Поезд из Дербента в Баку ушел днем, местный, люди в котором, в коробках жестких вагонов, висли, как овощи в зеленых лавках. Поезд прошел между морем и навесом гор, пошел от гор в пустыню. Над этой пустыней мчались смерчи пыли, ветер качал поезд, свистел поездом, как воют в России февральские метели. Это поистине была пустыня, выжженные солнцем камни и пески, без кустика, без травинки, с редкими солончаками. И поистине неистовствовал ураган над землей. На горизонте впереди стояли испепеленные зноем мертвые горы. Пустыня жгла удушьем. Вскоре запахло чужды жизни запахом нефти. Тогда на сопках стали видны эйфелевые башни промыслов, нефтяных скважин. В закате в темной щели между сизых туч и мертвой земли вновь мелькнуло море, и на берегу его, на горе, огни города Баку. Через минуту все провалилось во мрак, и зловеще на тучах вспыхнуло зарево пожара: это горела нефтяная вышка. Люди в поезде стояли у окон, зарево пожара, сгоравшего где-то в десятках верст отсюда, отражалось на лицах людей. Поезд пришел в Баку к ночи.
III
Из коробки вагона, из зеленной лавки человеческих лиц, вышел юноша с русским лицом и нерусски одетый, в сером туристском костюме, с кэзом в руках. Ветер рвал кепи. Айсор бросился чистить краги. Юноша терпеливо ждал. Тюрок в белом халате ткнул айсора кнутовищем, чтобы поторопить, и лениво сказал иностранцу:
— Паэдим Новую Европу.
Улицы европейских зданий были пусты. По улицам мчал шторм. Шторм вымел с улиц не только всю пыль, но даже людей. На перекрестках ветер валил извозчиков. В гостинице «Новая Европа» отвели номер на шестом этаже, как раз под крышей, где помещалась ресторация и пиликал оркестр. Номер походил на каюту океанского корабля, и сейчас же, как только ушел коридорный, номер наполнился воями и плачами шторма. Стены гостиницы дрожали. Ветер грыз дверь на террасу. В вой метели врывались иногда плачи музыки. Иностранец долго мылся, сплевывая песок с зубов. Затем он поднимался на крышу. Два перса, вопреки Корану, под ветер и от лихорадки, пили русскую водку.
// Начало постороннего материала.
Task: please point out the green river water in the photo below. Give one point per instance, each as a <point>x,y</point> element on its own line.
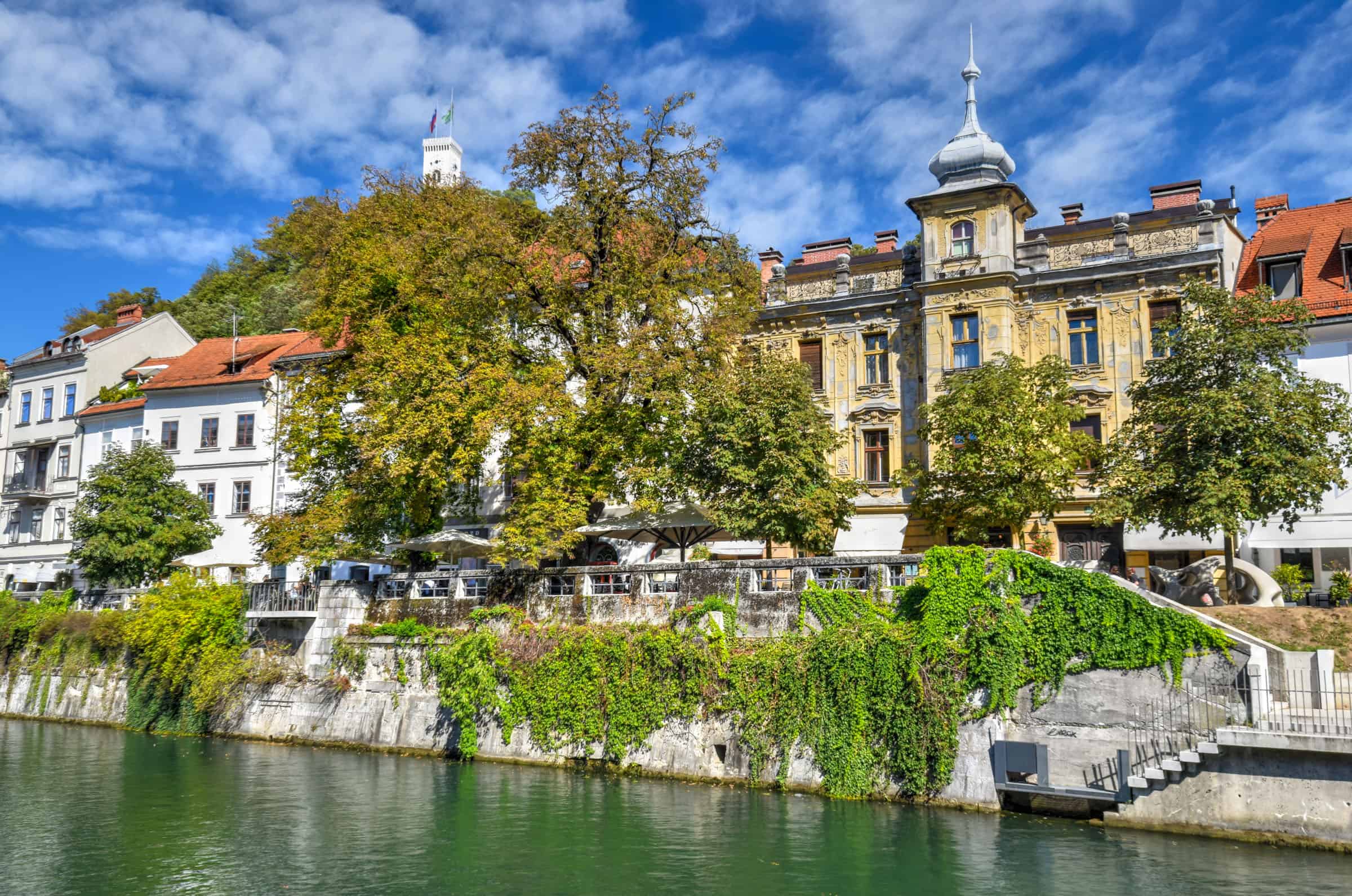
<point>87,810</point>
Оркестр разместился вокруг них. Крыша главенствовала над всем окружающим. Здесь стихийствовал только ветер, и в чернейшем мраке, где-то в десятках верст отсюда, все по-прежнему полыхало зарево. И вдруг новое возникло зарево, в море, за маяками, осветило море, его волны — синим, фосфорическим светом.
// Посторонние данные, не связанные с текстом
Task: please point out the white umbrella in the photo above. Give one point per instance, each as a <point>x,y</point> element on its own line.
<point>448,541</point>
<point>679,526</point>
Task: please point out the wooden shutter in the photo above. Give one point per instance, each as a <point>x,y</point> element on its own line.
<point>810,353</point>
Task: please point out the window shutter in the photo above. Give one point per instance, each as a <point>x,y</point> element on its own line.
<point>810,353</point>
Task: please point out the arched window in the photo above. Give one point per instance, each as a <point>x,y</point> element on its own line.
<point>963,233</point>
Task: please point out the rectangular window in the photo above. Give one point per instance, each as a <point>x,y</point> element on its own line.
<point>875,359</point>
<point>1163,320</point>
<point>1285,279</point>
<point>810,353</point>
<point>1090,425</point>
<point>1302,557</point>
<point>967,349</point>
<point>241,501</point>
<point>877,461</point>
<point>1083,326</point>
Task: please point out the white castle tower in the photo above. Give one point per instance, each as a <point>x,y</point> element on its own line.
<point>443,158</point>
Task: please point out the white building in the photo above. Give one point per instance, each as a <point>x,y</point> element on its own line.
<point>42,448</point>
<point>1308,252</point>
Иностранец спросил удивленно у лакея, что это такое.
— Газ горит в море, — ответил лакей. — Сколупнуло водой камень, газ пошел, ну, неловко его запалили, либо сам вспыхнул газ.
Лакей был медлителен. Ветер задыхался в своей поспешности. Зарева были зловещи.
Иностранец рано лег в постель и быстро заснул. И последнею его мыслью была мысль о том, что завтра он найдет отца, та мысль, от которой физической болью счастья сжималось его сердце. Но он скоро проснулся. Дом дрожал ветром. Музыка наверху перестала. Ветер свистел и стонал на все лады. Рычала террасная дверь. В комнате было очень душно. Ветер нес зной. Павел сел на постели и просидел так до рассвета. Город в рассвете и ветре предстал необычайным: с шестого этажа казалось, что город недостроен, ибо крыши у домов были плоски и город мертв. Вдали дымил армагеддоном индустрии Черный Город, бакинская судорога заводов и дыма. От рассвета до того часа, когда можно было выйти в ресторан и в город по учреждениям, было еще очень много времени. И иностранец вышел наутро в ресторацию — пожелтевшим и потным, как все чужие Баку люди в дни норда. Он вяло спрашивал лакея, и лакей медлительно рассказывал о тех учреждениях, где иностранец мог найти следы отца. Лакей предполагал, что к вечеру этот иностранец неминуемо запьет российскую горькую, если не стихнет шторм.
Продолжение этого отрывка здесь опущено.